スキャルの指摘通り、連携をとった方が確実に救出に向かえるのは目に見えていた。
カイリは少しの時間表情が硬直し、それから目を逸らして言う。
「うーん。敵を欺くには、まず味方からって言うじゃん?」
「・・・・・・・・・・・・」
「カイリちゃん・・・・・・。言うの忘れたのね・・・・・・」
二人が呆れたようにカイリを見ると、彼女は目をうるうるとさせた。
「だって国王様自分だけ話したらすぐポイなんだもん! 話せる時間無いんだよ!」
「・・・・・・まあ今は時間ありませんしね」
本当ならこんなことを話している時間も惜しい状況だ。
それなら仕方ない・・・・・・のか。
と思いつつイララは聞いた。
「いつ軍はグロリアに向かうんですか?」
「このあとすぐ」
「すぐって、具体的には?」
「・・・・・・多分一時間後」
早い。・・・・・・いや、一刻を争うこの状況では妥当と言えるだろうか。
一時間後というのは個人的な用事での外出なら長いが、一国の軍を出発させるにはむしろ少し短いとも言えるかもしれない。

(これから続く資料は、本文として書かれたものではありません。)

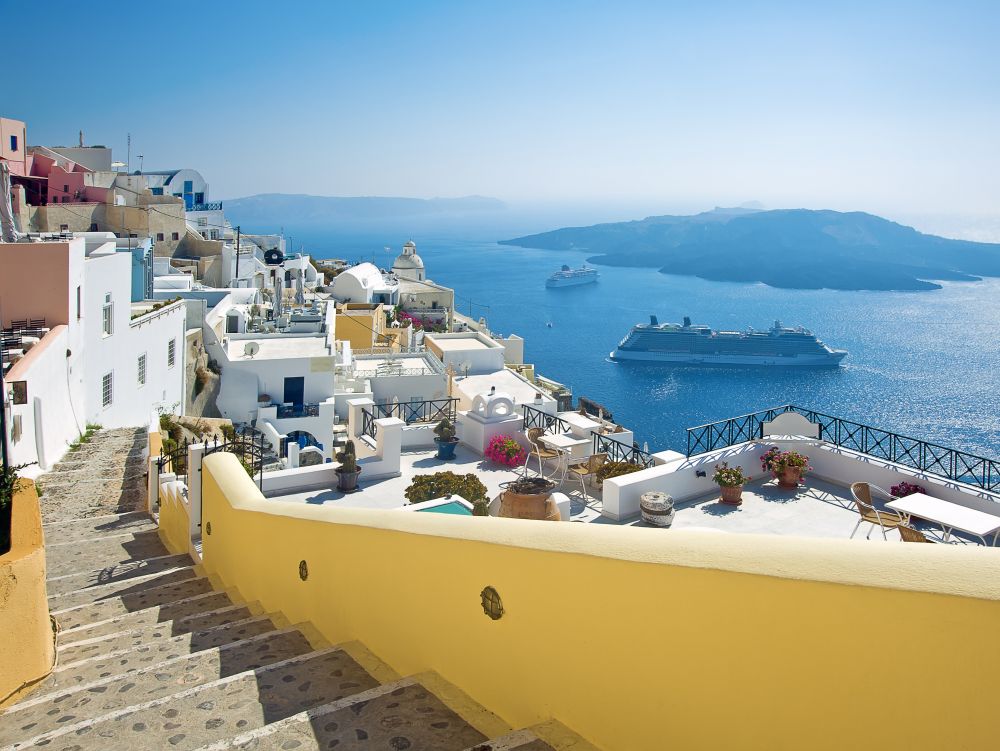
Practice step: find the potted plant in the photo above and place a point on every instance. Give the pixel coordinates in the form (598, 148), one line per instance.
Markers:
(529, 498)
(445, 439)
(906, 488)
(8, 486)
(615, 469)
(348, 471)
(504, 450)
(730, 481)
(442, 484)
(787, 467)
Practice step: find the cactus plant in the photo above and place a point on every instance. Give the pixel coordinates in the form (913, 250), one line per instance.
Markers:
(445, 430)
(347, 458)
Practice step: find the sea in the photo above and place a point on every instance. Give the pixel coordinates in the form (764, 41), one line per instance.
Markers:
(921, 364)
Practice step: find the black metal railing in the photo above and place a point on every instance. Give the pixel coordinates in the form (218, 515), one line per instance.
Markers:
(429, 410)
(536, 418)
(951, 464)
(297, 410)
(618, 451)
(248, 446)
(368, 426)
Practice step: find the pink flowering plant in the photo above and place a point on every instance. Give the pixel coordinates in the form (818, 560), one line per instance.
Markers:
(776, 461)
(729, 477)
(906, 488)
(505, 450)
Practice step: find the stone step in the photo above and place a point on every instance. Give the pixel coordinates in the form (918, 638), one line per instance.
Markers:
(85, 528)
(198, 621)
(163, 641)
(211, 712)
(117, 692)
(147, 681)
(116, 573)
(98, 553)
(156, 597)
(400, 715)
(124, 622)
(100, 592)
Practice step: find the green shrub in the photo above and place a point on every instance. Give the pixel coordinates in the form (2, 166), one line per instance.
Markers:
(617, 469)
(201, 376)
(440, 484)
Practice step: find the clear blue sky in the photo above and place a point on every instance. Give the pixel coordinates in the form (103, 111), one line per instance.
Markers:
(876, 106)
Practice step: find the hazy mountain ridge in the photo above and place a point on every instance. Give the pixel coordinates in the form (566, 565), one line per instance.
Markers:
(301, 209)
(792, 248)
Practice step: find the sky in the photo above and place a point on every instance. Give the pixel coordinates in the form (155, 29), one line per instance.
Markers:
(883, 107)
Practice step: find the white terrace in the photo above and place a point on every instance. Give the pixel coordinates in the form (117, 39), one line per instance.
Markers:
(821, 507)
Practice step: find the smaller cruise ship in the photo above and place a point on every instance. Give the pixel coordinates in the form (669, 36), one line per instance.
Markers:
(567, 277)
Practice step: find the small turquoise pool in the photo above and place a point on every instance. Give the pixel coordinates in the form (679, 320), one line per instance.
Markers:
(451, 507)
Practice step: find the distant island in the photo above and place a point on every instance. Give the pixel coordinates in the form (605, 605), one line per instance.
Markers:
(789, 248)
(304, 210)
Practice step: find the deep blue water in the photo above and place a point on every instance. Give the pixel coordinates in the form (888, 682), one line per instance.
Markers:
(924, 364)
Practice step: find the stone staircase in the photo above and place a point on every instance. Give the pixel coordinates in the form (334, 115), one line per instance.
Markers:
(150, 656)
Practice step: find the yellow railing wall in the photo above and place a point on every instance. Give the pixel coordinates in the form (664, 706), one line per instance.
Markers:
(27, 652)
(638, 638)
(175, 519)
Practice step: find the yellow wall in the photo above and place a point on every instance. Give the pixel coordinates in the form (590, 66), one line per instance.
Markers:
(359, 326)
(26, 648)
(639, 638)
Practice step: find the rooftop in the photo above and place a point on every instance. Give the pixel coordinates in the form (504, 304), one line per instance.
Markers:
(278, 347)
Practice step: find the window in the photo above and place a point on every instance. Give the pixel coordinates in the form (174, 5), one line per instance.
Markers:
(108, 315)
(107, 389)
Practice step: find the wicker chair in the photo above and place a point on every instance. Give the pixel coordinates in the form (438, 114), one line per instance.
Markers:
(887, 519)
(911, 534)
(586, 469)
(539, 450)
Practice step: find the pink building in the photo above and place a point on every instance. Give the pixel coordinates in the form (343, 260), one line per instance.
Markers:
(14, 146)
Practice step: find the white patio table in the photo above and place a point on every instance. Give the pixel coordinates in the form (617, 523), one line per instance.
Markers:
(564, 445)
(949, 515)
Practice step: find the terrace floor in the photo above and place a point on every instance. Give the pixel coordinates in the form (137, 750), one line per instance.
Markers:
(815, 509)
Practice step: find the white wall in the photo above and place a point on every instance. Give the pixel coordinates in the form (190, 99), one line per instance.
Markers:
(53, 416)
(118, 353)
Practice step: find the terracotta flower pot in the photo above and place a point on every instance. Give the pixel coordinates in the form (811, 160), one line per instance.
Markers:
(790, 477)
(529, 506)
(732, 495)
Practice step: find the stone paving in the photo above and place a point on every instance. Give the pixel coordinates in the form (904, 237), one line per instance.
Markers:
(106, 475)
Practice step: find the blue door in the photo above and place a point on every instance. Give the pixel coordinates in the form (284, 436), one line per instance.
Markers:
(294, 391)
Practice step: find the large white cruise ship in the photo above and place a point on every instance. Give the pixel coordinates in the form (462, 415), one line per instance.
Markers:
(687, 344)
(567, 277)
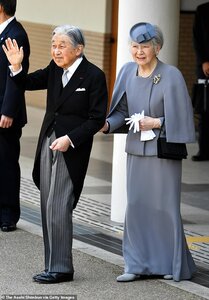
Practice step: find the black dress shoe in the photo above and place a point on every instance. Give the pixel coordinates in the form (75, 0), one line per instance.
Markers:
(6, 227)
(199, 158)
(52, 277)
(40, 274)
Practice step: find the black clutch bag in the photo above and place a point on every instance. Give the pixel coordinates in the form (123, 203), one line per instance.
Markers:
(167, 150)
(200, 96)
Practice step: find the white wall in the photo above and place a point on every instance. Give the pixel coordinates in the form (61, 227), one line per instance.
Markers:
(89, 15)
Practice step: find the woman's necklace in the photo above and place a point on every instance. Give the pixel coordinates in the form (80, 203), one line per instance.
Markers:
(144, 74)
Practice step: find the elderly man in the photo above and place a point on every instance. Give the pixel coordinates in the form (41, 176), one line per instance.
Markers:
(12, 119)
(75, 111)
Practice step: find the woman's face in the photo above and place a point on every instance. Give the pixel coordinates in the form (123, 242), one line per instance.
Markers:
(143, 53)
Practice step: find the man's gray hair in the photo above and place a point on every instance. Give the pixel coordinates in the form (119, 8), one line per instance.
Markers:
(74, 33)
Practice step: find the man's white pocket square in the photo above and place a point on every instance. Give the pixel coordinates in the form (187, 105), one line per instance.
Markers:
(80, 90)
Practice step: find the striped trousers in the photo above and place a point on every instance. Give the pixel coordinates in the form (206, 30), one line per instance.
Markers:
(57, 199)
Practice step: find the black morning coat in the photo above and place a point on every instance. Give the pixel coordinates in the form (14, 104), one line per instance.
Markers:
(78, 110)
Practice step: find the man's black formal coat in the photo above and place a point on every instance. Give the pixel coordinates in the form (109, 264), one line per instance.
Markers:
(12, 104)
(78, 110)
(201, 36)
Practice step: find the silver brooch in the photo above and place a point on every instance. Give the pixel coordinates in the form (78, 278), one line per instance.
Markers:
(156, 79)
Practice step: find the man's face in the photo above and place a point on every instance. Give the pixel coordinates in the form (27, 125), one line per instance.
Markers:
(63, 52)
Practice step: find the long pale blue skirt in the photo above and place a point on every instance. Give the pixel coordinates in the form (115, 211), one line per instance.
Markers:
(154, 241)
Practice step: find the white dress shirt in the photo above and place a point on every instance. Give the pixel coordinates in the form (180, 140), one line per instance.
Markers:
(5, 23)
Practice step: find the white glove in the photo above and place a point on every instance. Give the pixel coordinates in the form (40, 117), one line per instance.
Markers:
(134, 122)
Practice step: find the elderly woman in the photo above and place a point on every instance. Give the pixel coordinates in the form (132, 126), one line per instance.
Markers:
(148, 93)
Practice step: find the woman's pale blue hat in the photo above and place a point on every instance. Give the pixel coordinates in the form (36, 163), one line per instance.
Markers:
(142, 32)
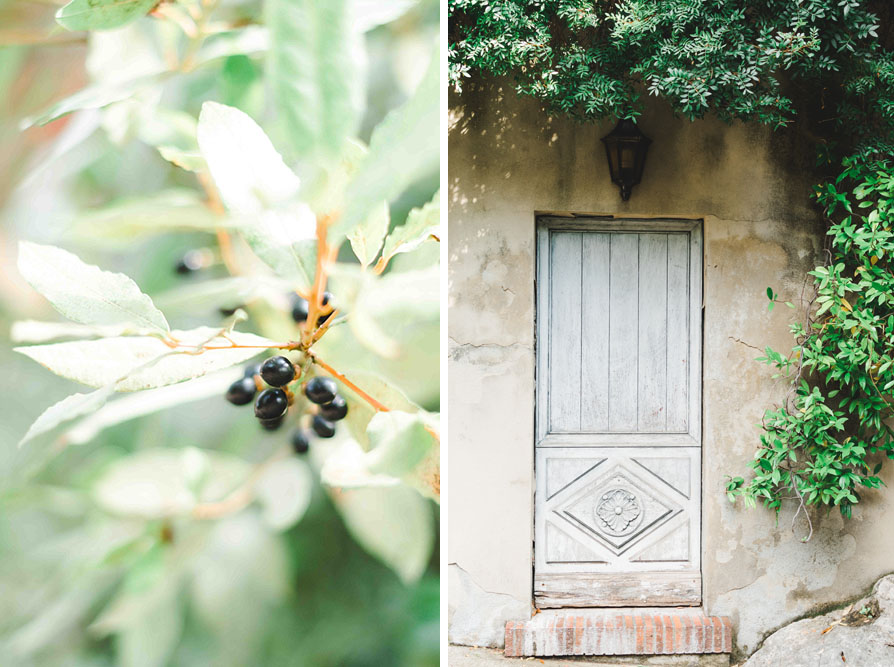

なぜ私がそんなことを聞いたのか、お祖母様は察したようだ。
「行きたいの? わたしと一緒に」
「はい」
王女であるイララは戦場には行かない。それが普通のことで当たり前のこと。
自分でもこんなことおかしいと思っている。戦闘慣れしていない、体力もない、小娘が戦場に赴くのは自殺行為にも等しい。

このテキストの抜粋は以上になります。